Continuous Fair SMOTE -- Fairness-Aware Stream Learning from Imbalanced Data
This addresses fairness and class imbalance issues in evolving data streams for applications like online decision-making, though it is incremental as it builds on existing SMOTE methods.
The authors tackled the problem of ensuring fairness and handling class imbalance in online machine learning data streams by proposing CFSMOTE, a fairness-aware variant of SMOTE. The result showed significant improvements in group fairness metrics compared to vanilla C-SMOTE while maintaining competitive performance.

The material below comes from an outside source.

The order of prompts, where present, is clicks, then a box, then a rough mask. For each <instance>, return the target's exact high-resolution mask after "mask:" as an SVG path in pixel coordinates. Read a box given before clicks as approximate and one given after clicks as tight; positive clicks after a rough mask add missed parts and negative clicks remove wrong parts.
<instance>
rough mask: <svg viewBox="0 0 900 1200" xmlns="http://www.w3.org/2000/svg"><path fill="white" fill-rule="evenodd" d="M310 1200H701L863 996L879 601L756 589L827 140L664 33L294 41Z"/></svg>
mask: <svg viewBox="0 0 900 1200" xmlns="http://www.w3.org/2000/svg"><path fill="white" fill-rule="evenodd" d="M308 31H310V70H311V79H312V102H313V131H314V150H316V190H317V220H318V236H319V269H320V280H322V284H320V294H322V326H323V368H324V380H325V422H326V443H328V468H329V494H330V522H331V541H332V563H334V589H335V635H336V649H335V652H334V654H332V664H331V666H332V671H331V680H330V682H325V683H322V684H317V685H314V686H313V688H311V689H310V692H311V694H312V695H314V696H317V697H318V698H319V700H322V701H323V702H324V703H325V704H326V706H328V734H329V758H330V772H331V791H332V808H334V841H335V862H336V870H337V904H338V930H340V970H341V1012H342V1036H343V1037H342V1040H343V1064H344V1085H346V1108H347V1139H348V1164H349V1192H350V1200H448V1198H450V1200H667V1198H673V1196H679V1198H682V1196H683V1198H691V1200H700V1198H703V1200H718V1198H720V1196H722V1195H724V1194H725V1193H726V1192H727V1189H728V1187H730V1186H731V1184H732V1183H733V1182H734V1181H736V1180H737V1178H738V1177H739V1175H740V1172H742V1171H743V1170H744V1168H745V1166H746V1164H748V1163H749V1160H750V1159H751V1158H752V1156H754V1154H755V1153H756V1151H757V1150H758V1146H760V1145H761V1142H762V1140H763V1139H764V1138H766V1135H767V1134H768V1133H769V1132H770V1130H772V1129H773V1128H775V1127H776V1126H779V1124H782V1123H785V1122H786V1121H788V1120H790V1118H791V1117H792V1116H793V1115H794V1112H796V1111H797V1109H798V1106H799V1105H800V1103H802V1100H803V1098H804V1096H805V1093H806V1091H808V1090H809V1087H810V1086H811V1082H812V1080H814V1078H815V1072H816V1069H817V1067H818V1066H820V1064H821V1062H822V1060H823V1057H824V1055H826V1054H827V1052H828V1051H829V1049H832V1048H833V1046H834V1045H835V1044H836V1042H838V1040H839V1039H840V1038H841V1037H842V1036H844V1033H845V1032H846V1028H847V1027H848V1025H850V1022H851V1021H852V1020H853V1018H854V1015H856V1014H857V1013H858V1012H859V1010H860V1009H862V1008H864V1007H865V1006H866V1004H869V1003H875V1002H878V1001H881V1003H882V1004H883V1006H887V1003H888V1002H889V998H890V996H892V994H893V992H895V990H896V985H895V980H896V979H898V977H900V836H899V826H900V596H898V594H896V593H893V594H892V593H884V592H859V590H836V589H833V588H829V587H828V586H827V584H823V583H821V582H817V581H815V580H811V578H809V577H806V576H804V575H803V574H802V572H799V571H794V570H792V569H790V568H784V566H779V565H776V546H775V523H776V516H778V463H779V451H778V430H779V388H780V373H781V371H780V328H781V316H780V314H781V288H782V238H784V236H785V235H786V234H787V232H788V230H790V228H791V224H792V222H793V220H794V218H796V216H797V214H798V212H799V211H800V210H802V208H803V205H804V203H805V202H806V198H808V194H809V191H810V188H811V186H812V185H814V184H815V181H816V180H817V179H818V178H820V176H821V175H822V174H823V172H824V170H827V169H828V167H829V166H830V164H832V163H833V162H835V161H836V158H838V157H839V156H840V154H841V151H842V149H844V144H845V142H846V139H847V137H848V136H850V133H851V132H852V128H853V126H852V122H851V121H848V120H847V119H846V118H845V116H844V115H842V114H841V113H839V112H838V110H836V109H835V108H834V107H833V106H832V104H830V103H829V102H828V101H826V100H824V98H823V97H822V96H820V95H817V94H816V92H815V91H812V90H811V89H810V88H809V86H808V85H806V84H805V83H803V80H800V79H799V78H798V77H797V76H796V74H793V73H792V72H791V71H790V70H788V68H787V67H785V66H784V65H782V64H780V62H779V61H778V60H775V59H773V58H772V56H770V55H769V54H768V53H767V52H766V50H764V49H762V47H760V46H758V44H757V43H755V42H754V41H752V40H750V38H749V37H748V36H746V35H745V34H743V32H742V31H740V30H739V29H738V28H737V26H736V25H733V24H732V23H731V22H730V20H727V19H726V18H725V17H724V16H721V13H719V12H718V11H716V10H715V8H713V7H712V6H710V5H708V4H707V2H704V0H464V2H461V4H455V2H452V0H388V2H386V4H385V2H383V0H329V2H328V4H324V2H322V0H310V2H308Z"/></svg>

As machine learning is increasingly applied in an online fashion to deal with evolving data streams, the fairness of these algorithms is a matter of growing ethical and legal concern. In many use cases, class imbalance in the data also needs to be dealt with to ensure predictive performance. Current fairness-aware stream learners typically attempt to solve these issues through in- or post-processing by focusing on optimizing one specific discrimination metric, addressing class imbalance in a separate processing step. While C-SMOTE is a highly effective model-agnostic pre-processing approach to mitigate class imbalance, as a side effect of this method, algorithmic bias is often introduced. Therefore, we propose CFSMOTE - a fairness-aware, continuous SMOTE variant - as a pre-processing approach to simultaneously address the class imbalance and fairness concerns by employing situation testing and balancing fairness-relevant groups during oversampling. Unlike other fairness-aware stream learners, CFSMOTE is not optimizing for only one specific fairness metric, therefore avoiding potentially problematic trade-offs. Our experiments show significant improvement on several common group fairness metrics in comparison to vanilla C-SMOTE while maintaining competitive performance, also in comparison to other fairness-aware algorithms.